Une grande partie de la population de cette ville est constituée par des réfugiés de Corée du nord. Ce furent d’abord les anciens collaborateurs des Japonais originaires du nord qui s’y sont réfugiés après 1945, puis des populations du Nord fuyant tout simplement les combats au gré de l’évolution de la ligne de front, et enfin des Coréens du nord anticommunistes venus après la fin de la guerre de Corée, parfois pour rejoindre leurs familles déjà présentes dans la ville.

Après cette visite, nous avons pris le TGV « made in France » reliant Séoul à Pusan pour nous rendre dans la ville de Daegu.
Cette ville est connue pour son caractère conservateur et ce sont en particulier des milices constituées par habitants de Daegu qui ont participé aux massacres de la population de Cheju dans les années 1948-1950. Il n’en reste pas moins que le PDP possède une organisation dans cette ville et que c’est à son invitation que j’ai donné une conférence ayant pour thème l’histoire du socialisme en Europe et la question de l’impérialisme.

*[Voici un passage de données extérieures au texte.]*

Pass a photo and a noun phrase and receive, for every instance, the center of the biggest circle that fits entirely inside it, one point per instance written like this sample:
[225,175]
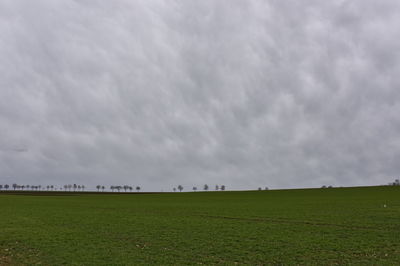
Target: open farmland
[308,226]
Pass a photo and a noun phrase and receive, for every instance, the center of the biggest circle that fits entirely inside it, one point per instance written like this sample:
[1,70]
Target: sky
[248,94]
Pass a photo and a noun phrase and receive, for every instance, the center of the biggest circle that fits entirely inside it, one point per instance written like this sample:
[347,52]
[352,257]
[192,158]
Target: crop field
[304,226]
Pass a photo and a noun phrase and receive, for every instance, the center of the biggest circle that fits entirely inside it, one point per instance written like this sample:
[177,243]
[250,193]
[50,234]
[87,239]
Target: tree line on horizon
[205,188]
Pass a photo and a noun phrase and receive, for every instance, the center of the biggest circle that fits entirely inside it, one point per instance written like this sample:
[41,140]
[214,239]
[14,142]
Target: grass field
[309,226]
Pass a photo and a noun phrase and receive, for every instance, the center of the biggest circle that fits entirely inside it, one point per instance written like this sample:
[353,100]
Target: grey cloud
[246,94]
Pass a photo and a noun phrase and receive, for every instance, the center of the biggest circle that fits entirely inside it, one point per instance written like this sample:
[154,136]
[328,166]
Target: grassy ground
[311,226]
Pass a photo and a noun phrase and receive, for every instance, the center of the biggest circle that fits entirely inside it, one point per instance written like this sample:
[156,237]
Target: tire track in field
[286,221]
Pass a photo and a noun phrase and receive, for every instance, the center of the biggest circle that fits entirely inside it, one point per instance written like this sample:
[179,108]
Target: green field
[308,226]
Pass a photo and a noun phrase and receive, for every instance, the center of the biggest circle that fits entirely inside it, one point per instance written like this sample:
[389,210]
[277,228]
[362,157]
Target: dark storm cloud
[241,93]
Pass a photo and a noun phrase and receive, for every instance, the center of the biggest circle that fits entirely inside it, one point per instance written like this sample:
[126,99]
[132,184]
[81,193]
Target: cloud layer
[241,93]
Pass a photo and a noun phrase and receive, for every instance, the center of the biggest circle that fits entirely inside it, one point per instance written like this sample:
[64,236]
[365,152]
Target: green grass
[309,226]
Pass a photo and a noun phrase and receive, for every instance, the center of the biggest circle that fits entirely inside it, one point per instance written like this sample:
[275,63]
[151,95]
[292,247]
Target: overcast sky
[278,93]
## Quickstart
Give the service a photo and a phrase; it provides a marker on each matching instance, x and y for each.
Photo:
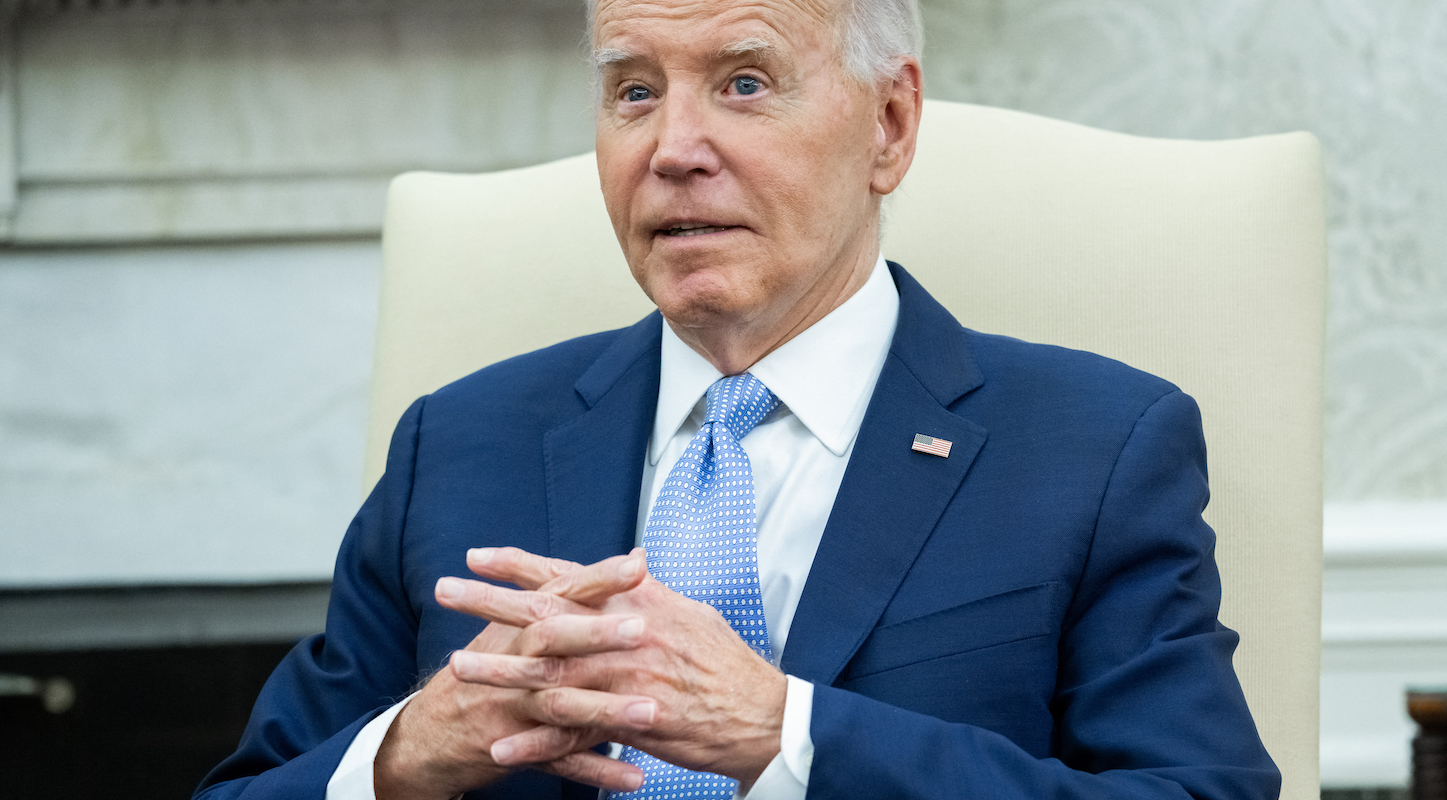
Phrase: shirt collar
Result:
(825, 375)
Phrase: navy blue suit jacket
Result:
(1032, 616)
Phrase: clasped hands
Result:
(579, 656)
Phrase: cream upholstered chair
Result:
(1203, 262)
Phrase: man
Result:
(886, 557)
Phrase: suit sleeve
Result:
(332, 684)
(1146, 703)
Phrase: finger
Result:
(591, 768)
(583, 708)
(518, 566)
(598, 582)
(497, 603)
(541, 744)
(510, 671)
(572, 634)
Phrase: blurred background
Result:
(190, 211)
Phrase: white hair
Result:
(876, 33)
(871, 35)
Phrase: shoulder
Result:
(546, 382)
(1059, 400)
(1048, 371)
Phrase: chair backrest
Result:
(1203, 262)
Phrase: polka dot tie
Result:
(702, 541)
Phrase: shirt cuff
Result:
(787, 774)
(353, 776)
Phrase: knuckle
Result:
(553, 705)
(550, 671)
(541, 605)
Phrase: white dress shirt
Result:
(824, 379)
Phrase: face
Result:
(740, 165)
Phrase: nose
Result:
(682, 138)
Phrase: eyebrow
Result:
(607, 57)
(747, 47)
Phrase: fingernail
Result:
(462, 663)
(450, 588)
(631, 630)
(640, 713)
(501, 751)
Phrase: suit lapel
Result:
(892, 496)
(593, 462)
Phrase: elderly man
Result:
(881, 556)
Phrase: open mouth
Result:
(692, 229)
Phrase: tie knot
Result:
(740, 402)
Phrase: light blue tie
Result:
(702, 541)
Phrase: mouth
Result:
(692, 229)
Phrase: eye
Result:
(747, 86)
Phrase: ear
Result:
(900, 104)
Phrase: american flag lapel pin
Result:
(931, 444)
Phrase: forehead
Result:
(699, 25)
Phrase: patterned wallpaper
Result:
(1369, 77)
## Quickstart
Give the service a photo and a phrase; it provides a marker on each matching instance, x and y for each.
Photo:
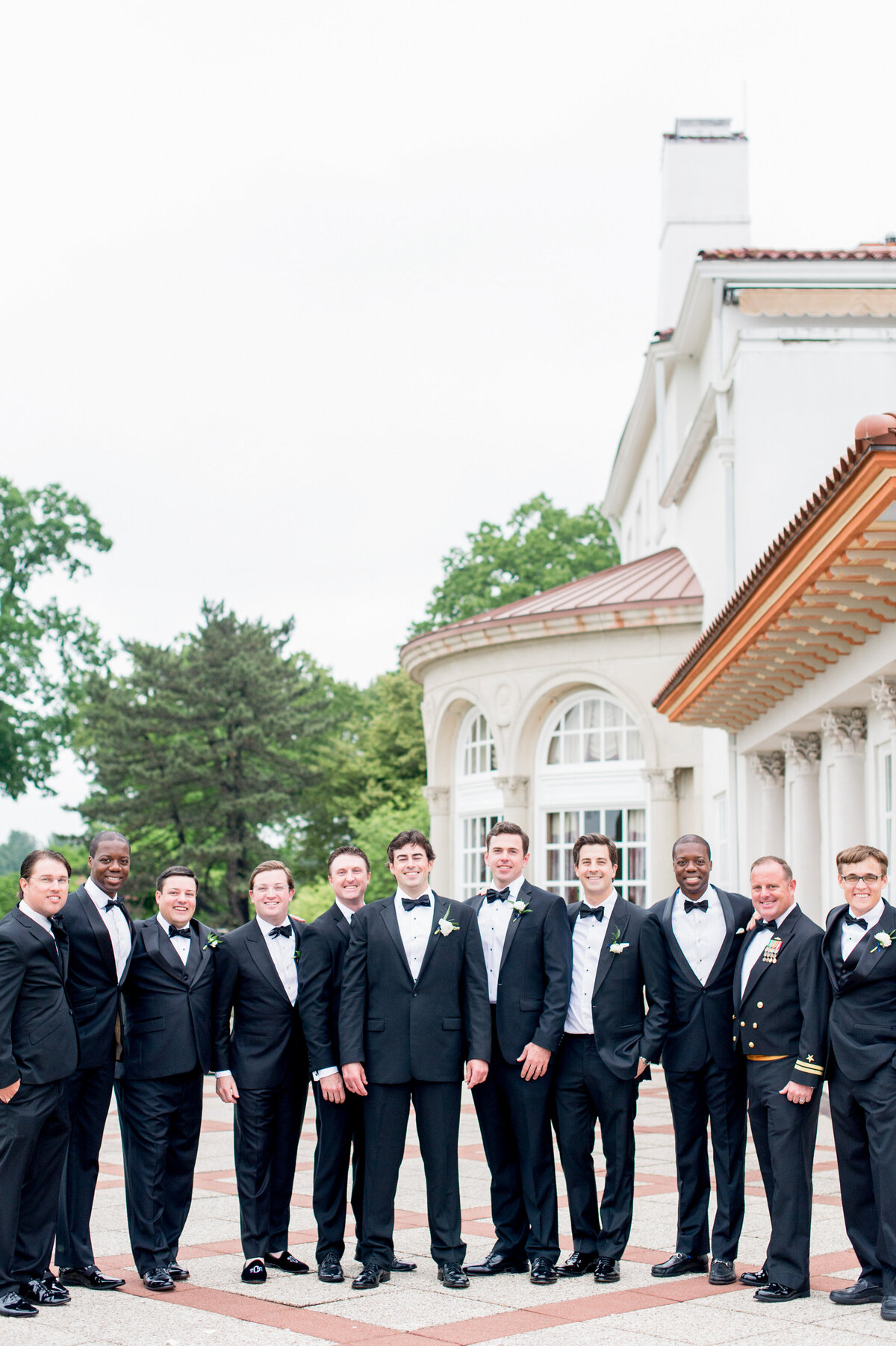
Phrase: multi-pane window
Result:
(479, 749)
(473, 861)
(595, 730)
(626, 826)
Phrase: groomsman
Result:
(525, 940)
(100, 938)
(607, 1049)
(860, 957)
(166, 1052)
(414, 1004)
(703, 929)
(38, 1050)
(263, 1066)
(780, 1027)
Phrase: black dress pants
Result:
(34, 1132)
(719, 1097)
(587, 1092)
(340, 1143)
(89, 1094)
(785, 1138)
(265, 1139)
(161, 1123)
(438, 1111)
(864, 1118)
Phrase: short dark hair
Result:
(691, 838)
(595, 839)
(175, 871)
(347, 850)
(411, 838)
(31, 859)
(508, 829)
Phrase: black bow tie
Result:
(409, 903)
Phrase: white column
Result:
(802, 819)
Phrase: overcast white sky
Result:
(296, 293)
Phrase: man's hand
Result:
(797, 1093)
(226, 1088)
(332, 1088)
(536, 1061)
(355, 1079)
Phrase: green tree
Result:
(540, 546)
(43, 646)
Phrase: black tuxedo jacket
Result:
(93, 984)
(38, 1035)
(700, 1024)
(536, 973)
(783, 1011)
(167, 1007)
(408, 1030)
(862, 1015)
(323, 952)
(623, 1031)
(265, 1045)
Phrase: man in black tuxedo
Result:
(414, 1004)
(166, 1052)
(703, 929)
(38, 1052)
(860, 956)
(263, 1066)
(780, 1027)
(607, 1049)
(525, 938)
(100, 938)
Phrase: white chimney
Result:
(706, 202)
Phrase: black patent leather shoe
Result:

J’y ai abordé la question des raisons qui ont empêché la victoire des révolutions socialistes dans les pays ouest-européens qui furent le berceau du socialisme scientifique et pourquoi, par contre, ce fut en Europe orientale que les révolutions furent victorieuses au départ.
J’ai ensuite analysé les aléas, les conflits internes, les pressions extérieures qui ont caractérisé le développement, la crise et le démantèlement du socialisme réel en Europe orientale et dans quelle mesure on peut essayer de mesurer l’importance des facteurs externes et internes dans la crise du socialisme réel en Europe.

Ce qui pose la question de l’impérialisme mais aussi des contradictions de classe au sein même des processus de tentatives de construction de sociétés socialistes. La question de mon opinion sur la Corée du nord est revenue dans le long débat qui a suivi mon intervention, ce qui m’a permis de souligner que le régime du nord avait survécu contrairement à ses homologues d’Europe orientale ce qui démontrait qu’il avait des racines plus solides et que, peut-être, c’est l’importance de la question nationale en Corée qui expliquait sa longévité, à côté des questions sociales qui ont été différemment traitées depuis 1945 au sud et au nord.

Premier Mai

Le premier mai est jour férié en Corée du sud, mais, en fait, seuls les travailleurs des entreprises publiques sont en congé car les entreprises privées ne sont pas tenues d’appliquer la réglementation sur les fêtes publiques.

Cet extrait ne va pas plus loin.